On New Year’s Eve, 5,000 blackbirds fell dead from the sky and hit the Arkansan soil. Here’s the latest theory of their mysterious deaths: the BP spill settled a tectonic plate, causing the New Madrid fault line to release a subsonic groan. The birds heard the fault line and were startled to death, midair.

Starlings, robins, grackles, and blackbirds also “rained” mass carcasses in Kentucky, where, yes, the fault line extends.

And I was worried about what? The future of print in the digital age?

When the World Trade Towers collapsed, the structures turned to dust. Let me rephrase: the weight and the force of gravity left nothing but dust where once buildings stood. The computers died, too. But papers, regular old twenty pound brite white—filled with data entry, time sheets, e-mail print-outs, Farside cartoons—didn’t turn to dust. Sheets of paper had floated through the skyline. Paper is light, like that feather you hear about in contrast with the brick when you learn about gravity. Paper gets caught in the wind.

Men and birds and monuments disappear, but bureaucracy remains. I’ve read Lewis Mumford, and I’ve always thought stone to be the strongest, most everlasting medium for the written word. I would reconsider if our new papyrus will carry a word along better when hit by a plane.

Two hundred cows just last week dropped dead in Wisconsin, near Stevens Point. Millions of dead fish fetched up the Chesapeake coast. Forty thousand crabs rolled up in the surf off Kent, in Britain. Something’s up. NASA released some very frightening diagrams on global warming. My friends in the Southeast are all freaked from getting an Iowa-style winter with persistent snow and ice.

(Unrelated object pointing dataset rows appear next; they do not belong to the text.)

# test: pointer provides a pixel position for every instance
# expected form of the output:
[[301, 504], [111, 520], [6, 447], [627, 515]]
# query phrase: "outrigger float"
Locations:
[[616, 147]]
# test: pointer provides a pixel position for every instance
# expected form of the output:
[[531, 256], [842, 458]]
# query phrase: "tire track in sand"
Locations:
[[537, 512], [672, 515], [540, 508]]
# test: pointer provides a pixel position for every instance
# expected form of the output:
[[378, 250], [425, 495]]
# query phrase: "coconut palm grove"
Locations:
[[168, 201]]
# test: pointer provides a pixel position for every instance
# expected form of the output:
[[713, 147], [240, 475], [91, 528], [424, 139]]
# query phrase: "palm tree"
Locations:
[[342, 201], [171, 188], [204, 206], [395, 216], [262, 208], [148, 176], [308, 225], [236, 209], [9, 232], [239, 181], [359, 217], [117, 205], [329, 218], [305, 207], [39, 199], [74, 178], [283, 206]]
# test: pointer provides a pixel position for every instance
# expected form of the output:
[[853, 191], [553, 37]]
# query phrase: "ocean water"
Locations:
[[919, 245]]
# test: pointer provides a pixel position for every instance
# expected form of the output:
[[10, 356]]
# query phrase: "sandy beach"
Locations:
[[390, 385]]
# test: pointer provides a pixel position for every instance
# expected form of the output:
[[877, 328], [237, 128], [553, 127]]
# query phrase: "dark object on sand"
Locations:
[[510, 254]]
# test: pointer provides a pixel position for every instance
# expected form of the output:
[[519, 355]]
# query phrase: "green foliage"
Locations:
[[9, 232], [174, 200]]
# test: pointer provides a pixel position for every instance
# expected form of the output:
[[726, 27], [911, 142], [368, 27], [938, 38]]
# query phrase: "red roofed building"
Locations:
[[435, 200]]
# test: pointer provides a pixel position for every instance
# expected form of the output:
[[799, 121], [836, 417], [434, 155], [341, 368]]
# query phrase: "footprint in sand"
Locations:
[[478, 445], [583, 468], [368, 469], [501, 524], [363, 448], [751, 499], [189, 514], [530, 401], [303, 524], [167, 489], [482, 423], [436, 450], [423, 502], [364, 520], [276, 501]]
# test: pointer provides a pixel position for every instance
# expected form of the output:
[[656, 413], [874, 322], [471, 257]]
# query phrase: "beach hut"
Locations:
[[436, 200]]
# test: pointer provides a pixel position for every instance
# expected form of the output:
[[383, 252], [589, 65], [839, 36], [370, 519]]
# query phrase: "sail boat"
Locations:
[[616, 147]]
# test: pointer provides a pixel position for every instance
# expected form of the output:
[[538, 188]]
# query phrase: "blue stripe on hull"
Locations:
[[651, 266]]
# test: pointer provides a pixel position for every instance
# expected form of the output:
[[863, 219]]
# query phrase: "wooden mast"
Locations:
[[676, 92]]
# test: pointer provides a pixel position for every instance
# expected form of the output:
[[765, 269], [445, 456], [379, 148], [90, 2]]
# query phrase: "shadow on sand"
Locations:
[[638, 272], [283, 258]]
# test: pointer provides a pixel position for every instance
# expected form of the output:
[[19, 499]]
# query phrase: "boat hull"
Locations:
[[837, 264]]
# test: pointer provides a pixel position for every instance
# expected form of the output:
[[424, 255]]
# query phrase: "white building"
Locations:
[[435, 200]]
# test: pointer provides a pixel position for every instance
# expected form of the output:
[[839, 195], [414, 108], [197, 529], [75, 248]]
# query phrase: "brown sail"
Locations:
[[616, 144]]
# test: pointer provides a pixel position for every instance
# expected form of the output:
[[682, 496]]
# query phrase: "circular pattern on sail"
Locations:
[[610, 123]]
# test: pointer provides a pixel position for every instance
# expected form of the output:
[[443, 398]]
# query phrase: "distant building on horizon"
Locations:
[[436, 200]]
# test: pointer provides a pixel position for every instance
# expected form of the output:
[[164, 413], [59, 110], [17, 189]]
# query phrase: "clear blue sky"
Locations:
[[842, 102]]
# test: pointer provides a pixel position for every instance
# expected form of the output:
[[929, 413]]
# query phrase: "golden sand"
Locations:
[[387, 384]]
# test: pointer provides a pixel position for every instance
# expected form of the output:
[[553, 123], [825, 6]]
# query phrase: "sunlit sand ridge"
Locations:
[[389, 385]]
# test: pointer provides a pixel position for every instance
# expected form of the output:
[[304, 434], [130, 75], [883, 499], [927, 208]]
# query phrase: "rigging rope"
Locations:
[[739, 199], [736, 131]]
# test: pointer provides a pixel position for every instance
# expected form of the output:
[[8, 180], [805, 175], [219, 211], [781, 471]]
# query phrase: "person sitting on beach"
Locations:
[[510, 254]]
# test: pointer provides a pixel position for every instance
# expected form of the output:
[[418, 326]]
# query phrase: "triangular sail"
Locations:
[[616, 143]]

It’s 2011. Go ahead and write as much as you can this year. Print it out, and save hard copies. Let’s see what survives.

That MFA Might Just Be Worth $250

An article in New York Magazine called  “James Frey’s Fiction Factory,” portrays Frey as “interested in conceiving commercial ideas that would sell extremely well. He was in the process of hiring writers—he said he’d already been to Princeton and was planning on recruiting from the other New York M.F.A. programs as well. We had probably heard of Jobie Hughes? Hughes was a former Columbia M.F.A. student who had graduated the previous spring. Frey told us that he and Hughes had sold the rights to an alien book they had co-written to Steven Spielberg and Michael Bay. Before he left the classroom, Frey spelled out his e-mail and told us to get in touch if we had a good idea.”

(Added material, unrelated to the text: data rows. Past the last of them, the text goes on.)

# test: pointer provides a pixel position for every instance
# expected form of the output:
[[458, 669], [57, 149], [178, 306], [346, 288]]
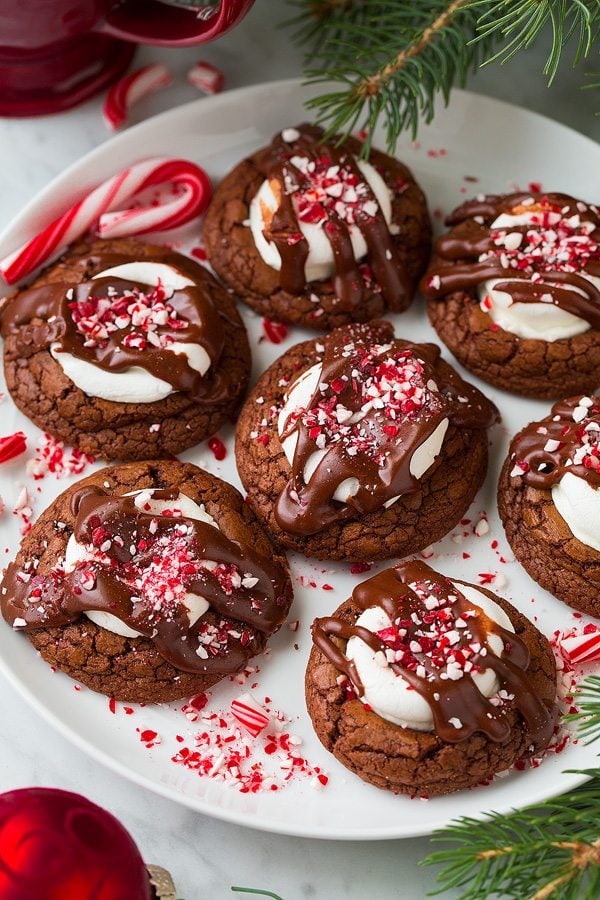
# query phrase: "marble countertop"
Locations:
[[206, 856]]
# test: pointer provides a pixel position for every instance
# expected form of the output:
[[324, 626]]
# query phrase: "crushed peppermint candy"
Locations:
[[393, 386], [144, 319], [553, 242], [52, 457], [223, 750]]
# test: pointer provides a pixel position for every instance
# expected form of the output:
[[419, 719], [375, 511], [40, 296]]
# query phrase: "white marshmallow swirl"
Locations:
[[390, 695], [76, 553], [135, 384]]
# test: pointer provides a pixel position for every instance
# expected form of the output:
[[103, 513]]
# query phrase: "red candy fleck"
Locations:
[[12, 446], [275, 331], [218, 448]]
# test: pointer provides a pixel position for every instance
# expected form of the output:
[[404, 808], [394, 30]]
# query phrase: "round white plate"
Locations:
[[477, 144]]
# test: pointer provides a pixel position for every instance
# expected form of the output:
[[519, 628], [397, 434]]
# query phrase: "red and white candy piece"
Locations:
[[102, 209], [131, 89], [250, 714], [582, 647], [207, 77]]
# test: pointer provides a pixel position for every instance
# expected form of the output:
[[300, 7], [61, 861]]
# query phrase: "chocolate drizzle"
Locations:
[[546, 266], [72, 319], [566, 441], [457, 706], [139, 567], [378, 400], [292, 184]]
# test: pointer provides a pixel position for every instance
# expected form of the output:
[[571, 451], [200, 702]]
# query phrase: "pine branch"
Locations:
[[551, 850], [587, 699], [391, 60]]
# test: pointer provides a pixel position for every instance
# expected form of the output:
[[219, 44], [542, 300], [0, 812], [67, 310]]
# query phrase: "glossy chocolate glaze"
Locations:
[[133, 540], [44, 316], [382, 473], [458, 266], [284, 230], [458, 700], [544, 451]]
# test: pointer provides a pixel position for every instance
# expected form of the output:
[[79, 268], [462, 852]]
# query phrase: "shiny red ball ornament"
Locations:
[[55, 845]]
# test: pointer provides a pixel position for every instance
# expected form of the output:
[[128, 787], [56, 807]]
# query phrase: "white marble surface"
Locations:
[[206, 857]]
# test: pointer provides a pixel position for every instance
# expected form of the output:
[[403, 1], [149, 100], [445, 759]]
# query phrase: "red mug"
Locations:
[[56, 53]]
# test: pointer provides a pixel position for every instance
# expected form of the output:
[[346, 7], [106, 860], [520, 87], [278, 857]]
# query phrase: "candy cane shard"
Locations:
[[102, 209], [132, 88], [582, 647]]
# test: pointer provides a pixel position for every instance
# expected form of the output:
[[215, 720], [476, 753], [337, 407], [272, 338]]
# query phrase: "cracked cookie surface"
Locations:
[[127, 431], [413, 522], [532, 368], [407, 761], [545, 546]]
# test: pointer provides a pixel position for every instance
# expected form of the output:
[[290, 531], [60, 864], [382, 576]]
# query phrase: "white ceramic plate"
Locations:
[[477, 144]]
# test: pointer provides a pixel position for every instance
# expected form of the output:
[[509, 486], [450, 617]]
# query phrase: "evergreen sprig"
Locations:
[[548, 850], [390, 60]]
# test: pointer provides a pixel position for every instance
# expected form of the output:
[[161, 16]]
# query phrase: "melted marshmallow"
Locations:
[[135, 384], [388, 694], [536, 321], [299, 396], [319, 264], [196, 605]]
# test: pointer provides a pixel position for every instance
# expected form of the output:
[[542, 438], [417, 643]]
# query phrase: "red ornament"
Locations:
[[55, 844]]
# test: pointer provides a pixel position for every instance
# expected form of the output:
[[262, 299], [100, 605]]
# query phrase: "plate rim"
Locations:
[[198, 804]]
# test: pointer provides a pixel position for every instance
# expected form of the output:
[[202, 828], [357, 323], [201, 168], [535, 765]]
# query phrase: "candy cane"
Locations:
[[132, 88], [207, 77], [582, 647], [101, 208], [249, 714]]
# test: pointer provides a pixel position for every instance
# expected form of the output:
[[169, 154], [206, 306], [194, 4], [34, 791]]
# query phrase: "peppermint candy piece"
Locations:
[[102, 209], [249, 714], [582, 647]]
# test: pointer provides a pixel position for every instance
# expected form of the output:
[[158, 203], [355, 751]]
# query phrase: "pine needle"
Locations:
[[390, 61], [551, 850]]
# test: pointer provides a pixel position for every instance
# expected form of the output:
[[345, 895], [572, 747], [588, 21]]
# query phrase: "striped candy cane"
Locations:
[[131, 89], [102, 209]]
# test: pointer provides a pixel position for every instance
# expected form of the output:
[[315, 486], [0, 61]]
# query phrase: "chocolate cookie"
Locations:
[[514, 292], [306, 232], [549, 501], [144, 361], [440, 686], [181, 583], [361, 446]]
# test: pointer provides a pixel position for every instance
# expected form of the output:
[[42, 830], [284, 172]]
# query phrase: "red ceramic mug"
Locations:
[[56, 53]]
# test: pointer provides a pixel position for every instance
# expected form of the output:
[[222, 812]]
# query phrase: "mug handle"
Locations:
[[150, 22]]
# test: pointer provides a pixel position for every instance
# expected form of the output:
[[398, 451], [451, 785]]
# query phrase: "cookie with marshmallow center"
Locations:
[[147, 582], [361, 446], [549, 501], [514, 292], [424, 685], [307, 232]]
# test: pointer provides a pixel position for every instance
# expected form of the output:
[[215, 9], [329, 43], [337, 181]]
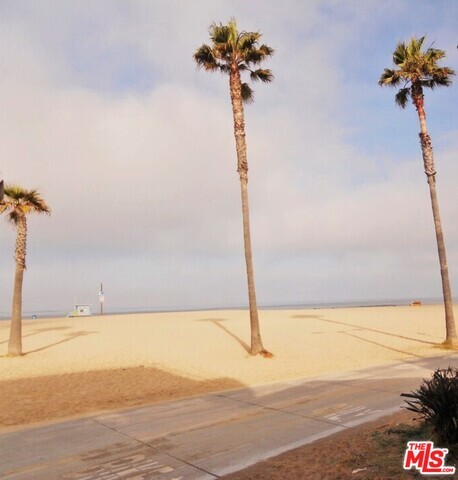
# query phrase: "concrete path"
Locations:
[[206, 437]]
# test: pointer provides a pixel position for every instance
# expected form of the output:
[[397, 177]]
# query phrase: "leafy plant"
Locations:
[[436, 402]]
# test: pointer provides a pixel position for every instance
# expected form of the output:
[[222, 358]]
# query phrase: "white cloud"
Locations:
[[142, 181]]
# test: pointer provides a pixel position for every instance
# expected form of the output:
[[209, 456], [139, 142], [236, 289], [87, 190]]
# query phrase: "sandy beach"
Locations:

Here are the terms, as reported in New York:

In exchange for delivering a finished book within a set number of months, the writer would receive $250 (some contracts allowed for another $250 upon completion), along with a percentage of all revenue generated by the project, including television, film, and merchandise rights—30 percent if the idea was originally Frey’s, 40 percent if it was originally the writer’s. The writer would be financially responsible for any legal action brought against the book but would not own its copyright. Full Fathom Five could use the writer’s name or a pseudonym without his or her permission, even if the writer was no longer involved with the series, and the company could substitute the writer’s full name for a pseudonym at any point in the future. The writer was forbidden from signing contracts that would “conflict” with the project; what that might be wasn’t specified. The writer would not have approval over his or her publicity, pictures, or biographical materials. There was a $50,000 penalty if the writer publicly admitted to working with Full Fathom Five without permission.

You really have to read the whole thing to believe it. And maybe not even then.